Here’s the news of the week – and how we see it here at McAlvany Wealth Management:

Fed QE Rumors Trump Reality – Again

In FOMC minutes released on Wednesday, the Fed made an off-the-cuff remark that additional QE (if needed) would not increase risks of inflation – at least not exceeding its 2.0% target, which it feels won’t be breached until 2018. But those remarks, as innocuous as they may have been, were interpreted by stock speculators to mean that “tapering” was near its end and that QE efforts would be escalating sometime soon – even though particulars were never mentioned. US stocks sustained a rally through Friday that sent the S&P to a new high and propelled previously battered small cap and NASDAQ composite stocks to more respectable technical levels, while overseas markets stabilized. Treasuries, on the other hand, slipped – or, more precisely, didn’t rally – and that’s the real crux of the matter. They should have, given that the Fed and the mainstream media have convinced the public that falling bond prices (or rising rates) of late are solely the result of QE reductions and/or an improving economy.

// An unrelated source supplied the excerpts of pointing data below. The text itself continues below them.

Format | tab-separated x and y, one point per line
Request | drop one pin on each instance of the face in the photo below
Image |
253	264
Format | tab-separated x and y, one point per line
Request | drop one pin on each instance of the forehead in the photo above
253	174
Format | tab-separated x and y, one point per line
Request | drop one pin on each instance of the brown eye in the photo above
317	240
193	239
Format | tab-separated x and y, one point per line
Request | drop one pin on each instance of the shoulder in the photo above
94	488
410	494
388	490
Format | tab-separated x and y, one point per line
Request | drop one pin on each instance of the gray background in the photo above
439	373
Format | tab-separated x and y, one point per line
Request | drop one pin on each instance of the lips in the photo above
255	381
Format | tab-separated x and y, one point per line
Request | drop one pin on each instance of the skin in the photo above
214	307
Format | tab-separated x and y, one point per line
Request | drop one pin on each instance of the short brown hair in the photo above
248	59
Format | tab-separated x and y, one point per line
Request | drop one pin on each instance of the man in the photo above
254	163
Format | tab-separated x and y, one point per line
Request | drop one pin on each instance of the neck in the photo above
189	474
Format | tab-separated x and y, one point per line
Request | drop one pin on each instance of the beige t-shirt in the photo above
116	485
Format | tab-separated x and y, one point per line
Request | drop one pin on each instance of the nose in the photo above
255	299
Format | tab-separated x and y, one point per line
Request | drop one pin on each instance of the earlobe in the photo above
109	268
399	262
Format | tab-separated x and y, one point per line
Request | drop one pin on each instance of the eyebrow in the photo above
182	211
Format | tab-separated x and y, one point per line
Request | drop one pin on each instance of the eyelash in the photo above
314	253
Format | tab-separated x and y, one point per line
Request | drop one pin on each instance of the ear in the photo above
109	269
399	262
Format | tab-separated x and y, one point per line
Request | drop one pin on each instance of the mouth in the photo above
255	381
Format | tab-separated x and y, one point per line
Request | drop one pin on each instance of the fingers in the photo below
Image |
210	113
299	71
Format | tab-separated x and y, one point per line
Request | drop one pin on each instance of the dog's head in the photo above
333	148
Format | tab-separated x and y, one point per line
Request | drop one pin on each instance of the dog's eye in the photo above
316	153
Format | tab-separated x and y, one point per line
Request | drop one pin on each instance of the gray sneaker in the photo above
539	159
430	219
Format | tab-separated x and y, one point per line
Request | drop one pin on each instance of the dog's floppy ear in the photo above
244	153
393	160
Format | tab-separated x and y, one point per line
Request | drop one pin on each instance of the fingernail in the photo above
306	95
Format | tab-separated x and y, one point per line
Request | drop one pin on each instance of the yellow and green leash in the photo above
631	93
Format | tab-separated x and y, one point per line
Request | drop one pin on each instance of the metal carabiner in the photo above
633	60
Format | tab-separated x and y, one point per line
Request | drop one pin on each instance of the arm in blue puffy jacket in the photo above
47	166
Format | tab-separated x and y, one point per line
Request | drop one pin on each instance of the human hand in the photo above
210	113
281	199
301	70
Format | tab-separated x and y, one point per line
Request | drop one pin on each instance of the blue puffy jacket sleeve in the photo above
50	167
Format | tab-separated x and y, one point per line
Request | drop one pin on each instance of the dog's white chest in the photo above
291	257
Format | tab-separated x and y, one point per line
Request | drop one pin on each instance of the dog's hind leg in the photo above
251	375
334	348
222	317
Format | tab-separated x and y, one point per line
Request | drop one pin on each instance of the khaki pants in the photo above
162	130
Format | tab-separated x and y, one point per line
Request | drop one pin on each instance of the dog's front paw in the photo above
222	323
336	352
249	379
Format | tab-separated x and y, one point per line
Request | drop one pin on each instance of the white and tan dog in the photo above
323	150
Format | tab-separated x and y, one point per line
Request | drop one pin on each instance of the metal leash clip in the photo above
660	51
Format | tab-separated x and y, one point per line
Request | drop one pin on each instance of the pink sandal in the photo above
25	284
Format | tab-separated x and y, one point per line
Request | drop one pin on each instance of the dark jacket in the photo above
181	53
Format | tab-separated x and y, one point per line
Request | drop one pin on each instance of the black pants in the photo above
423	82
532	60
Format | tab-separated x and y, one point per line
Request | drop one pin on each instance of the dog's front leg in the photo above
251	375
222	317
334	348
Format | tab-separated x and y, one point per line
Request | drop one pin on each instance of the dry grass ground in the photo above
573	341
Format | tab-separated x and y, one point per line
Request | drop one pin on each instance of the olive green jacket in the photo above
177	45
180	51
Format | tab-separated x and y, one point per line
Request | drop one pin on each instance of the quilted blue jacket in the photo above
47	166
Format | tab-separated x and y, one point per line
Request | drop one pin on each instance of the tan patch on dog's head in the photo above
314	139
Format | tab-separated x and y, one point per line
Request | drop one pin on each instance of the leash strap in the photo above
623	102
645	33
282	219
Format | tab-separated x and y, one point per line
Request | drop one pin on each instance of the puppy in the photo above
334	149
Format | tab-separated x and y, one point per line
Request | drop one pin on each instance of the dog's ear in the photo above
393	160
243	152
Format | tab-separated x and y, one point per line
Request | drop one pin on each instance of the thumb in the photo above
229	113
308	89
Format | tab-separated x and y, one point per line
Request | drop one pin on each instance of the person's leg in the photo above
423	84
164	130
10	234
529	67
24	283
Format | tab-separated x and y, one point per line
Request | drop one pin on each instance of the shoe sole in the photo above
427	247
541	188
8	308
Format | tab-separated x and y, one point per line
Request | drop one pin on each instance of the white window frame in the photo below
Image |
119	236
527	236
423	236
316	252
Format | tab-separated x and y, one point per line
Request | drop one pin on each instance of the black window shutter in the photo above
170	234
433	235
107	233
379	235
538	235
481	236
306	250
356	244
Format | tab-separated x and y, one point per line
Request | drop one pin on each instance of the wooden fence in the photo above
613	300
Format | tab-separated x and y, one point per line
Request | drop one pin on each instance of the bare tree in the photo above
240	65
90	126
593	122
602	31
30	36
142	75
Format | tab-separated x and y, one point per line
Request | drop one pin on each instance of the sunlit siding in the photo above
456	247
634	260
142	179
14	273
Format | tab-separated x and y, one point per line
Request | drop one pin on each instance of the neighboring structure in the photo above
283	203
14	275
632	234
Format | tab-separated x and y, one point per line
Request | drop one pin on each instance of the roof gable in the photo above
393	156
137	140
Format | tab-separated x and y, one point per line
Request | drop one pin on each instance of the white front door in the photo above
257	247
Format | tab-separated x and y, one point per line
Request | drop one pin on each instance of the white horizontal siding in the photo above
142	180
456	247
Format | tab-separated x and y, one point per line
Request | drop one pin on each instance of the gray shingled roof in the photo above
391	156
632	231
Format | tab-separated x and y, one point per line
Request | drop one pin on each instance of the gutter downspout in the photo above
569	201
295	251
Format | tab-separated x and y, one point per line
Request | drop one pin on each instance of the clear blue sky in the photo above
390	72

MWM 14, 5-23 Box ScoresAlong those lines, we heard from a series of retailers this week, most of whom echoed what Walmart had to say last week about the cautionary state of consumer spending. Staples, Dick’s Sporting Goods, Urban Outfitters, TJ Maxx, Target, American Eagle, Sears, Best Buy, and Aeropostale all disappointed this quarter, and cut estimates for future quarters. We’re sure that bulls will want to blame this on the weather, but many companies on this list didn’t cite the weather as a factor. Incidentally, 72% of companies reporting in the first quarter this year warned that Q2 results would be below estimates.

New home sales came in higher than expected for April (433,000) and March (revised up to 407,000). As good as that post weather bounce may be, new home sales have been losing ground overall since the start of 2013. Also let’s not forget that mortgage and refinance indexes remain near 2008 crisis lows, which implies that hedge funds are the active buyers of new homes and related real estate assets, not the general public. As an example, Blackstone Group was seen scooping up commercial real estate and scouting for apartment complexes this week – all with cash presumably provided by the Fed, albeit indirectly.

As for gold, one can be encouraged by the lengthy consolidation it has undergone. The $1,285 area has been tested and retested without breaking down in the process. As a result, a rather tight pennant formation has formed on the charts, implying a breakout is in the making. With stocks peaking and central banks (the PBoC and the ECB for starters) gearing up to stave off disaster, gold’s prospects are looking up. However, a brief and/or shallow selloff could also be possible, given the completely delusional state markets are in at the moment.